[This article appears in our December 2020 issue of ETF Report.]
On par with the rest of the world, this year has been a strange and wild ride for ETFs in many corners of the industry. Launches have been going strong, and closures have been hitting record levels before the 12 months are even over.
There were 235 launches in the first 10 months of 2020, and the largest of them are nothing to sneeze at. They are also perhaps the least surprising things about the events of 2020.
The top 20 launches of the first 10 months of 2020 basically reflect the most-talked-about trends of the year, but perhaps not in the way most might expect. Plain vanilla ETFs have long been the largest asset gatherers, and were well-represented in the ranks; however, ESG—perhaps the most talked about investment trend in 2020, with at least 20 associated launches—only had two representatives among the top launches.
But risk management tools are really the big winners. Defined outcome ETFs had their first truly big year, and similar strategies have proliferated. Investors have been nervous during the pandemic and in the lead-up to the election, increasing the appeal of such products. They’re the largest category in the top 20 launches, outnumbering even the plain vanilla funds.
Plain Vanilla Leaders
Simple, plain vanilla passive investing took the crown for highest assets under management for new launches in 2020. The JPMorgan BetaBuilders U.S. Mid Cap Equity ETF (BBMC) claimed the top spot and had more than 1 billion as of the end of October, after launching in mid-April. The equity fund is the latest of the passive market-cap-weighted ETFs that J.P. Morgan began rolling out in 2018.
The popular BetaBuilders family currently includes nine ETFs covering core asset classes with rock-bottom pricing. BBMC, for example, comes with an expense ratio of 0.07%. The broad U.S. ETF in the same family charges just 2 basis points.
Interestingly, the bulk of BBMC’s assets came in quite recently: More than $1 billion in flows flooded the fund in the last half of October.
The iShares 0-3 Month Treasury Bond ETF (SGOV) trailed fairly closely behind. The fund launched in late May and has $915 million in assets. Because iShares is the largest ETF issuer in the world, it’s not shocking that it has one of the year’s top launches.
Maybe what’s more surprising is that, with so many other ETF options for what is essentially a money market fund, SGOV took in nearly $1 billion in about five months. The bulk of that comes from Boston Private Wealth, an advisory firm that, at last count, had $737 million invested in the fund. SGOV tracks an index of U.S. Treasury securities with three months or less of remaining maturity.
Fixed income ETFs have been dominating ETF inflows in 2020, pulling in $160 billion through the end of October versus $91 million for U.S. equity ETFs, and SGOV is likely surfing that wave. Its bargain basement expense ratio of 0.03% probably doesn’t hurt either.

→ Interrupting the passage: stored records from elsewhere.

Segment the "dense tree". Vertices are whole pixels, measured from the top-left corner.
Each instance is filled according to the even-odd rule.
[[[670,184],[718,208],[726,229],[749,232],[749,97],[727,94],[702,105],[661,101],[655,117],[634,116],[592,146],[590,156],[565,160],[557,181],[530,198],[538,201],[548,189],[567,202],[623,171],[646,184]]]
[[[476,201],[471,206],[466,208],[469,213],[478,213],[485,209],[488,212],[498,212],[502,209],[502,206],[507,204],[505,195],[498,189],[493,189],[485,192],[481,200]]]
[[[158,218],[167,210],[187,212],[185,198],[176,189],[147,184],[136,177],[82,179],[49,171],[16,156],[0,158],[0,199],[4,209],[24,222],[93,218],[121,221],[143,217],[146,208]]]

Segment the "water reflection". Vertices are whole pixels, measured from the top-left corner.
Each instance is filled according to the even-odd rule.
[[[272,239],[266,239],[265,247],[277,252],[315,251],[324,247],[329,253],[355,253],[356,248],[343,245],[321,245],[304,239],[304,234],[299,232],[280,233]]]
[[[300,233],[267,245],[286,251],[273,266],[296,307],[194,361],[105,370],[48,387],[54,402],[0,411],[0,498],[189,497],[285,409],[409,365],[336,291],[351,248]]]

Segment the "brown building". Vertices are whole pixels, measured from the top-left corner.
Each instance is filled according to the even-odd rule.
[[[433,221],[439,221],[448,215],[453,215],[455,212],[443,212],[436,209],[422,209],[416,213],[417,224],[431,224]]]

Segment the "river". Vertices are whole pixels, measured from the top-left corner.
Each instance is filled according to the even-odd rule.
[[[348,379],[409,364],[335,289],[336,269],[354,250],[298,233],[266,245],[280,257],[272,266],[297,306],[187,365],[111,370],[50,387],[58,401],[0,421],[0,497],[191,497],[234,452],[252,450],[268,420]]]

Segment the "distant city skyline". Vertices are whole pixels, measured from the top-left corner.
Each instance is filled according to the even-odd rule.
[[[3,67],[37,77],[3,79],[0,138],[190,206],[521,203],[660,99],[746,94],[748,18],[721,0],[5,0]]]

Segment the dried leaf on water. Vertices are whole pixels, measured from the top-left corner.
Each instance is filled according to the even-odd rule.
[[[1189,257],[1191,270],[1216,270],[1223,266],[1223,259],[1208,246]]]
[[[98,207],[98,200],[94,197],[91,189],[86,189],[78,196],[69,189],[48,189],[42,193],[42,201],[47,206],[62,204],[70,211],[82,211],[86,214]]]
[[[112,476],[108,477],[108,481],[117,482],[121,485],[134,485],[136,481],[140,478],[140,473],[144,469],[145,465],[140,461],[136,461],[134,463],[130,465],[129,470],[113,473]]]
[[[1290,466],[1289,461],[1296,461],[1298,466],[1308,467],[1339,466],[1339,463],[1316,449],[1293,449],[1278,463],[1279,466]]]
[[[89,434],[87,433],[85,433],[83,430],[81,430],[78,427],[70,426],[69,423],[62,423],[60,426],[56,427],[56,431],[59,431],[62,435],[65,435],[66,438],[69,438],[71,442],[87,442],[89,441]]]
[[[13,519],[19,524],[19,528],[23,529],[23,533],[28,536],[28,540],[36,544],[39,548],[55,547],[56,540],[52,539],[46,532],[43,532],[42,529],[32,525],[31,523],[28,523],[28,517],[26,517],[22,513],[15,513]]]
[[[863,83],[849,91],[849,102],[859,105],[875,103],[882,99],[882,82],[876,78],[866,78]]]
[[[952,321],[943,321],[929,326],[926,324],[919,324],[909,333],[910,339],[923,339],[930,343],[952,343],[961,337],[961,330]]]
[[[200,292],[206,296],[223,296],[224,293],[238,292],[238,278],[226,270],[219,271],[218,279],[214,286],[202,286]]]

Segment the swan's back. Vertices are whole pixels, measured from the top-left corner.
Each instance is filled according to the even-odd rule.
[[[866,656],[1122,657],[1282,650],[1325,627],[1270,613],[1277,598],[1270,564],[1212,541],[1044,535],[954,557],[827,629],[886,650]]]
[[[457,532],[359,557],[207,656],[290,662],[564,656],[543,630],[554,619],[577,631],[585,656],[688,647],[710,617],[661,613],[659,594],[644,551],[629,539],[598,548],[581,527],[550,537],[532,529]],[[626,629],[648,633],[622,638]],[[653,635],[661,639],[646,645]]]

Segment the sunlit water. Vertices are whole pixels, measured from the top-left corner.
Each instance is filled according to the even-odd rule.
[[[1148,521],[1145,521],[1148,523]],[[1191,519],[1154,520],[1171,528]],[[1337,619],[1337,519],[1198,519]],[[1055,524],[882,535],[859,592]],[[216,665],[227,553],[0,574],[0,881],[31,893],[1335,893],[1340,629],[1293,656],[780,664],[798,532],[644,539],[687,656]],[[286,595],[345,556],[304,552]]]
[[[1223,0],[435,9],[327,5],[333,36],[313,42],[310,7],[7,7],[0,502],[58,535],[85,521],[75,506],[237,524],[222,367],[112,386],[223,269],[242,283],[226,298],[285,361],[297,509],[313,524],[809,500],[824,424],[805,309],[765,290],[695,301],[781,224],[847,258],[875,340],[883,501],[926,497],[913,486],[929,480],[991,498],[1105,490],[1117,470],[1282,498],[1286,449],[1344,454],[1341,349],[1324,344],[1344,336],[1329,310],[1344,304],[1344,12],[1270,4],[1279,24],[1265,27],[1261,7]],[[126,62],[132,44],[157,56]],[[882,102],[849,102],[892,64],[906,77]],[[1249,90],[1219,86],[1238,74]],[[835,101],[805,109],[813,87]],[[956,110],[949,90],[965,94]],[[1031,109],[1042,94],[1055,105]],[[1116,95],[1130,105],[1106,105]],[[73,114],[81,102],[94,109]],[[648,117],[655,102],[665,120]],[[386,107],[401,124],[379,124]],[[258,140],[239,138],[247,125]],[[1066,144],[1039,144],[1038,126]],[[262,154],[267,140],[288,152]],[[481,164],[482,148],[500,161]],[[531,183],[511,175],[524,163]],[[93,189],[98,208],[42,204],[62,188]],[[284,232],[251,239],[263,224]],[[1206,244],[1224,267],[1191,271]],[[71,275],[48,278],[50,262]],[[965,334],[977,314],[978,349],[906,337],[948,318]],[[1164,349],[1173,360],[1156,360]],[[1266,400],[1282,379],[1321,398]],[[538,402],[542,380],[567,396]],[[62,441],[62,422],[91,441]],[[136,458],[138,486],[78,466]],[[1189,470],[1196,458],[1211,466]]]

One of the only other fixed income ETFs besides SGOV to make the top 20 was the Franklin Liberty U.S. Treasury Bond ETF (FLGV), which claimed the No. 7 spot, with $424 million. The actively managed fund invests in U.S. Treasurys that have one to 30 years of remaining maturity. It uses derivatives to enhance its returns.
Fees Factor In
The top two new ETFs of 2020 seem to reflect the fact that the lowest-cost and simplest ETFs claim the highest assets every year. This trend continues with the Xtrackers MSCI Kokusai Equity ETF (KOKU), which launched in April and had $731 million in assets under management at the end of October. It’s in the No. 3 spot.
KOKU is interesting, because it has one institutional shareholder that represents most of the fund’s assets: Nissay Asset Management, a subsidiary of Nippon Life Group. The ETF is basically an EAFE fund for Japanese investors, tracking developed markets with the exception of Japan.
The fund has one competitor, the iShares MSCI Kokusai ETF (TOK), which has been around since 2007 and has about $152 million in AUM. The reason for that disparity is likely the fact that TOK costs 0.25% versus KOKU’s 0.09% expense ratio.
Further down the list of top new launches are two plain vanilla funds launched by Goldman Sachs. The Goldman Sachs MarketBeta International Equity ETF (GSID) and the Goldman Sachs MarketBeta U.S. Equity ETF (GSUS) claimed the No. 11 and 13 spots, with $263 million and $243 million in assets, respectively.
The two funds were part of a three-fund rollout in May and track simple cap-weighted indexes: one covering developed markets and the other the U.S. They are the first plain vanilla funds to be added to the Goldman lineup, one similar in simple vanilla construction to the JP Morgan BetaBuilders brand.
Clearly the titans of Wall Street are all in regarding their ETF push.